Information on the legislations that govern food labelling in Ireland may be found on the Food and Safety Authority of Ireland website http://www.fsai.ie/legislation/food_legislation/labelling_of_food.html
As part of its consumer education campaign, the Food Safety Promotion Board (safefood) has made available on its website http://www.safefoodonline.com/ a number of resource materials on food labelling aimed at school-aged children (How they measure up – Deciphering food labelling ) and the general public ( How they measure up – A simple guide to food labelling).Health professionals also have a role to play in raising people’s understanding of the nutritional claims on food labels which can be ambiguous, selective or prone to misinterpretation. For oral health, it is particularly important to educate the public on how to read and interpret the sugar content of products and be aware of hidden forms of sugar.
The terms “sugarless”, “sugar free”, “low sugar”, and “no added sugar” may only mean that there is no added sucrose in a product. The product may already contain sugars that can be listed as fructose, maltose, dextrose, glucose syrup, molasses, treacle, invert sugar, maltodextrins, maple syrup and honey – these can be cariogenic (cause tooth decay).
Nutrition information usually takes the form of a table which provides the amount of energy, protein, carbohydrate and fat per 100 g of product, and sometimes also per serving or pack. The information per serving is the most useful when comparing two foods. The sugar content of a product may be assessed by looking at the list of ingredients: the sooner sugar is mentioned on the list, the higher the sugar content of the product.

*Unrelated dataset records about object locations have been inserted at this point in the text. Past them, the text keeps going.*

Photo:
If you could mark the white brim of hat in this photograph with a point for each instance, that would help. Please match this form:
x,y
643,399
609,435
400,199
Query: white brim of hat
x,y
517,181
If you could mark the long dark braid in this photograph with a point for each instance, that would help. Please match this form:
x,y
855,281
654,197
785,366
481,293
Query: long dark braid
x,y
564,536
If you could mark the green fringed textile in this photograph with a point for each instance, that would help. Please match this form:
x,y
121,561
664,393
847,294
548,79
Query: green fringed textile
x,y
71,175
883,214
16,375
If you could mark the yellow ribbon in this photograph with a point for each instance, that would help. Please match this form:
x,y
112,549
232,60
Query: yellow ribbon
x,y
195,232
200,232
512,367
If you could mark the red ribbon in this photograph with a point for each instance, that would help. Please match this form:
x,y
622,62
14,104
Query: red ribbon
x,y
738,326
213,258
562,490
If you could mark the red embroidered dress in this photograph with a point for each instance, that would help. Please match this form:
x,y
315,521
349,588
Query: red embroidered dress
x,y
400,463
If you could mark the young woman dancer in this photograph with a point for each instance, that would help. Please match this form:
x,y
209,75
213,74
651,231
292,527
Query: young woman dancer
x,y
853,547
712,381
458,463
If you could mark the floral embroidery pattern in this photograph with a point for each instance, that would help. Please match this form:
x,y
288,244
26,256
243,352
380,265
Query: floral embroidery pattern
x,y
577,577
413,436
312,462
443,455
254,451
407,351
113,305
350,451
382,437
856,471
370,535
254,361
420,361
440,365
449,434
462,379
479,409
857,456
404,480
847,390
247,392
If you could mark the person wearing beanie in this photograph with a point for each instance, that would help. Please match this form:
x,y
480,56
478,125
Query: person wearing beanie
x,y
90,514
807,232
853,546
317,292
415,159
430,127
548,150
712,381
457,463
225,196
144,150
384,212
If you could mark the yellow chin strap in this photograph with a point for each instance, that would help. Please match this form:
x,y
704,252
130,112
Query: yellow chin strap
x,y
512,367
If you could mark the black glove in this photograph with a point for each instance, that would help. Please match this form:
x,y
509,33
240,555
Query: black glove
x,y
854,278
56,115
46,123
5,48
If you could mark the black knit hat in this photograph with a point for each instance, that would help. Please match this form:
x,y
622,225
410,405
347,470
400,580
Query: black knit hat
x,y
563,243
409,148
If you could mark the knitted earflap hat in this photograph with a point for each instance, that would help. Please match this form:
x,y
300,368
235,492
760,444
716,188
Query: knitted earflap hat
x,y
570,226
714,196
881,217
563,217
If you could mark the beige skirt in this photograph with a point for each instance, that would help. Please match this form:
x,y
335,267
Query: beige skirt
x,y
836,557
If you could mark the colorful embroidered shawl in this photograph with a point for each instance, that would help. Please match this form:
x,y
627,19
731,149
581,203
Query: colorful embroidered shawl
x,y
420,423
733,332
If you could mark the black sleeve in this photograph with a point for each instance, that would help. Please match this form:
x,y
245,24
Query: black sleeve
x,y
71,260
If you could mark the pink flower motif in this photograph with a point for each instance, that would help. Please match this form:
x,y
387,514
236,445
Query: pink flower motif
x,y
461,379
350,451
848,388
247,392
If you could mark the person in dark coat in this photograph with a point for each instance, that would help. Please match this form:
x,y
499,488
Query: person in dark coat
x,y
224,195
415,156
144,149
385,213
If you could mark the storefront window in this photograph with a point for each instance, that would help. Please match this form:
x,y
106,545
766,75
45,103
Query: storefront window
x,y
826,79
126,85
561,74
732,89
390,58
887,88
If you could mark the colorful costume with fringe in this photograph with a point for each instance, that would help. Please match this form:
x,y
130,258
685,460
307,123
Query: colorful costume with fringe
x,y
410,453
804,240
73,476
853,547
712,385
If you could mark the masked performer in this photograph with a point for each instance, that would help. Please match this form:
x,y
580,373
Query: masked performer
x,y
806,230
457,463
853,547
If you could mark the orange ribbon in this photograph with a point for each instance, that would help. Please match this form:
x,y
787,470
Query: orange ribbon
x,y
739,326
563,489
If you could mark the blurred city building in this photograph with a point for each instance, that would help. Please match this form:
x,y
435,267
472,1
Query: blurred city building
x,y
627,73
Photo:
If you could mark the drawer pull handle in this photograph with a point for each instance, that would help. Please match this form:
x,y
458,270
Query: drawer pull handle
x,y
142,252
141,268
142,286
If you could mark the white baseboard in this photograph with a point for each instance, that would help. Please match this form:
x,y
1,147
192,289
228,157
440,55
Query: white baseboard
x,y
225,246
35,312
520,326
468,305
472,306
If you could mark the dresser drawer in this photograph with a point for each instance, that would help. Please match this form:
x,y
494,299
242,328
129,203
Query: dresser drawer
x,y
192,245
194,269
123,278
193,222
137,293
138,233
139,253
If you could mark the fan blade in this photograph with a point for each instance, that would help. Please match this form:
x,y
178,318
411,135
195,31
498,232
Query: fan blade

Fructose is the second ingredient in the list and immediately signals that this product has a high sugar content. Sugar in the form of glucose syrup is also listed. What is not so evident is that milk chocolate and inulin also contain sugar. Thus, this product has a higher sugar content than is evident at first glance.
Did you know that:
A carbonated drink (Cola) contains 35 g of sugar per 330 ml can – 35 g of sugar is equivalent to 7 teaspoons or 11 cubes of sugar.
A typical blackcurrant juice drink contains 70 g of sugar per 500 ml bottle – 70 g of sugar is equivalent to 14 teaspoons or 22 cubes of sugar (more sugar than contained in three standard packets of chewy sweets).
To put this in perspective, a teenage boy aged between 11 and 14 should aim to eat no more than 65 g sugar in one day (13 teaspoons) and a teenage girl aged between 11 and 14 should aim to eat no more than 54 g sugar in one day (just under 11 teaspoons).